Chronique

Dee Alexander

Songs My Mother Loves

Miguel Delacerna (p), Harrison Bankhead (cb), Yussef Ernie Adams (d). Avec Tomeka Reid (violoncelle), Scott Hesse (g), Junius Paul (b), Ari Brown (ts), Oliver Lake (as), Corey Wilkes (tp).

Label / Distribution : BluJazz/Socadisc

Un bon blues plein de soul, « As Long As You’re Living », dont l’interprétation aurait ravi Horace Silver, et nous voilà embarqués avec Dee Alexander. Le génial pianiste fut l’auteur, en 1964, de l’immense « Song For My Father ». Quelque cinquante ans plus tard, la chanteuse de Chicago enregistre les songs que lui chantait sa mère lorsqu’elle était enfant. On sait aussitôt qu’on va écouter un excellent disque de jazz vocal. Un de ceux qu’on réécoute sans fin - ou sans faim -, presque malgré soi. Promesse tenue avec « Now Or Never », encore un blues. Dee pare même de sa grâce des scies telles que « Perdido » (il y en a deux versions ici !), « Nature Boy » ou « What A Difference A Day Makes »). Elle est à l’aise dans tous les registres, descend très bas et n’oublie pas de monter avec la même aisance (vraie performance sur « Lonesome Lover »). Ça groove même sur les tempos lents et le trio qui l’entoure est absolument parfait. Pas une faute de goût ni un hors-piste ici.

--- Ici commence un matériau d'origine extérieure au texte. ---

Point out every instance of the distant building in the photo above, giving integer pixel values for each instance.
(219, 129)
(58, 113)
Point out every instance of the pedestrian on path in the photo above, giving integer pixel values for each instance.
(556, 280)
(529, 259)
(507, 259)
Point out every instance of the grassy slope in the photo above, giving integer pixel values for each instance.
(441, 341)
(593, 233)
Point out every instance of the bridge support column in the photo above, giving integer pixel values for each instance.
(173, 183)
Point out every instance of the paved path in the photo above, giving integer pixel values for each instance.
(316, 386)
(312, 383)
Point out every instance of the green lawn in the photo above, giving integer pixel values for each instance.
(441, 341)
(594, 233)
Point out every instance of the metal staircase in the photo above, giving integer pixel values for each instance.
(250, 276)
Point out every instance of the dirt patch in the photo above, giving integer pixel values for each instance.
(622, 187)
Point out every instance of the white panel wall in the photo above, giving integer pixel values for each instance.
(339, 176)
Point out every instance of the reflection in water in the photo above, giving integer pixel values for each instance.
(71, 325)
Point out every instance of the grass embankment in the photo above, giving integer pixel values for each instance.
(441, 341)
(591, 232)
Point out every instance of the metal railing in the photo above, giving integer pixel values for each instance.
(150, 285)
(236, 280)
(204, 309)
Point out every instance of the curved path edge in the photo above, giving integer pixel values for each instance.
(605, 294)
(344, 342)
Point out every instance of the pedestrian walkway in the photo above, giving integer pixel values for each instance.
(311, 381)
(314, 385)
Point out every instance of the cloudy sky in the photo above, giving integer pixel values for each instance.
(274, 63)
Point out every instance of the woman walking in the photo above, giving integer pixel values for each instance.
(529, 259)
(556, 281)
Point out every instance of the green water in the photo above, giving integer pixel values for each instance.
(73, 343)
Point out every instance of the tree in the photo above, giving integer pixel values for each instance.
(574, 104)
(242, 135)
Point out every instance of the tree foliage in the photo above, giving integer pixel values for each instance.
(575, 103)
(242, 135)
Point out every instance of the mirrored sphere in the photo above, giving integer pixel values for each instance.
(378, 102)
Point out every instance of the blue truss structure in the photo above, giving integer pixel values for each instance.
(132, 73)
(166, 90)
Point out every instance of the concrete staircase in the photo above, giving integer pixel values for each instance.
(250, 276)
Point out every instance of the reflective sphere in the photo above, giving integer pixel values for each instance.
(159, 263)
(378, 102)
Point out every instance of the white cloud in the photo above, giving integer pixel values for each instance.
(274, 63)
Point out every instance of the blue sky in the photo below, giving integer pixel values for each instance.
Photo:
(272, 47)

Que de chemin parcouru depuis ses débuts, en 2009 (déjà avec Miguel Delacerna et Harrison Bankhead) ! Certains en étaient tombés à la renverse. Il faut dire que la chanteuse, dont la carrière a commencé aux côtés de Henry Huff (un des fondateurs de l’AACM) a de quoi impressionner par sa puissance, sa suavité, son aisance. Toutefois, les moments d’excellence étaient autrefois un peu gâchés par un manque de justesse dans les aigus, un certain maniérisme et un timbre presque métallique, parfois. Rien de tel ici où tout est maîtrisé de A à Z. Le répertoire n’est pas aventureux, mais Dee Alexander interprète ces standards avec un allant formidable, une fraîcheur qui en repousse d’autant la date limite de consommation. Elle leur délivre même un « bon pour l’éternité ».